2. Ignoring Calibration in Colorimetry: Never assume absorbance is equal to concentration. You must perform the separate calibration curve step with known standards. Using absorbance directly as a proxy for concentration will lead to incorrect rate calculations and orders of reaction.
3. Poor Control of Variables: When investigating concentration, you must ensure the total volume and ionic strength are kept constant by using a different reagent (like sodium chloride solution) to make up the volume. When investigating temperature, allow sufficient time for all reactants to reach the bath temperature before mixing, and conduct the reaction in the bath if possible.
4. Misreading Gas Syringes or Cylinders: Always read the volume at eye level to avoid parallax error. For gas over water, ensure the water levels inside and outside the measuring cylinder are equalized before recording a volume reading to ensure the gas is at atmospheric pressure.

Summary

• Reaction rates are measured by continuously monitoring a physical property proportional to concentration change, such as gas volume, mass loss, or light absorbance.
• The initial rate of reaction, found by drawing a tangent to a concentration-time or volume-time graph at $t=0$, is crucial for investigating how concentration affects rate.

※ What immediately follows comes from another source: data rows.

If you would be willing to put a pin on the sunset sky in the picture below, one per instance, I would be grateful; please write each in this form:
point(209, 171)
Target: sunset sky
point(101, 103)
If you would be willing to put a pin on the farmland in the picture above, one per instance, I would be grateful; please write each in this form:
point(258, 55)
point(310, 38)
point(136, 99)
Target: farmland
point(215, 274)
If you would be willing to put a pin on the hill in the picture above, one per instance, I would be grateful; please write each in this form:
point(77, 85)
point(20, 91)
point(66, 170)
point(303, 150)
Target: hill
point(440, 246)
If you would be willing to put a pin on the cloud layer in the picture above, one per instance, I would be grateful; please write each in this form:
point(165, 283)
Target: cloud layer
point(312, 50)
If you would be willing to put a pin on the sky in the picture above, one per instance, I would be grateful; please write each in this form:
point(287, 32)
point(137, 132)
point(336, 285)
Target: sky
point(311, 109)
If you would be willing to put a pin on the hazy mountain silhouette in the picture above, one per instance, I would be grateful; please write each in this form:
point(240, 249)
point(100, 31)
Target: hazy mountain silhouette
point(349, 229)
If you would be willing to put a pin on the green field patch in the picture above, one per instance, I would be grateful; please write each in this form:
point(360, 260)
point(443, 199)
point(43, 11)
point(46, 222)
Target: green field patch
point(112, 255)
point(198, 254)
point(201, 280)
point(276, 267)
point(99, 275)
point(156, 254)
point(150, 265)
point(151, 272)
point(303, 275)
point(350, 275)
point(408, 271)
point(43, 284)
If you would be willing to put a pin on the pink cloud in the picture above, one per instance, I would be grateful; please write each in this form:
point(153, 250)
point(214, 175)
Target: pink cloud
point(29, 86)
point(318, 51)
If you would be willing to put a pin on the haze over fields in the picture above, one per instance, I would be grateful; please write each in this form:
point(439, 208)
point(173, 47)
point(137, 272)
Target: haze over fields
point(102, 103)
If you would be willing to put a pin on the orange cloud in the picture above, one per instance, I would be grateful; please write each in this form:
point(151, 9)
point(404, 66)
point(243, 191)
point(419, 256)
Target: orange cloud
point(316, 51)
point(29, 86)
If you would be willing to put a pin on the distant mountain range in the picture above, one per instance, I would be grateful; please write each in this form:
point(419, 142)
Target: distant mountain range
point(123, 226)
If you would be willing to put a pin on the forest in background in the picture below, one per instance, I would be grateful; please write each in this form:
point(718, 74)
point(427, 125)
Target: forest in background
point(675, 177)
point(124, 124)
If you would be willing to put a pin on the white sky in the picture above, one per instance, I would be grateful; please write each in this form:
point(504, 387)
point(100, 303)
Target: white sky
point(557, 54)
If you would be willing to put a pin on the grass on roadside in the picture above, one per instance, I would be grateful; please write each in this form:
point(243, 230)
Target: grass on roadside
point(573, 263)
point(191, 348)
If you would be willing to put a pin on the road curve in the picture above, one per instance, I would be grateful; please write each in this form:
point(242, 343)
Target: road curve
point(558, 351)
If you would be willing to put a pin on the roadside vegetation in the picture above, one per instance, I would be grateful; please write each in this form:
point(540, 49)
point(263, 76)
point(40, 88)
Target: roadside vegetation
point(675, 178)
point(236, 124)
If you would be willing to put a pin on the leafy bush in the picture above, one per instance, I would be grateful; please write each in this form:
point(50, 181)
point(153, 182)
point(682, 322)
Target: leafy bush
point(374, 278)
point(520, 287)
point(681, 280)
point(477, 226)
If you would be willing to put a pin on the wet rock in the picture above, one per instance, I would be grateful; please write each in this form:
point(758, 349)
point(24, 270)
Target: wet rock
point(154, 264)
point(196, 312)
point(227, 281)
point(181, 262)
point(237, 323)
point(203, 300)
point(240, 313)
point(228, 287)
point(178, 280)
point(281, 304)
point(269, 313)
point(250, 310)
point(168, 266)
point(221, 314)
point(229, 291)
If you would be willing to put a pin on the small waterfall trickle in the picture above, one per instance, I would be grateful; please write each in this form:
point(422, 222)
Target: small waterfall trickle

• By plotting initial rate against the initial concentration of a reactant, you can determine the order of reaction with respect to that reactant: a proportional straight line indicates first-order, a horizontal line zero-order.
• Each method has specific requirements: gas collection must be airtight, colorimetry requires a calibration curve, and mass loss needs a precise balance.
• Reliable results depend on controlling variables meticulously when investigating concentration, temperature, or catalysts, and on drawing accurate tangents for rate calculations.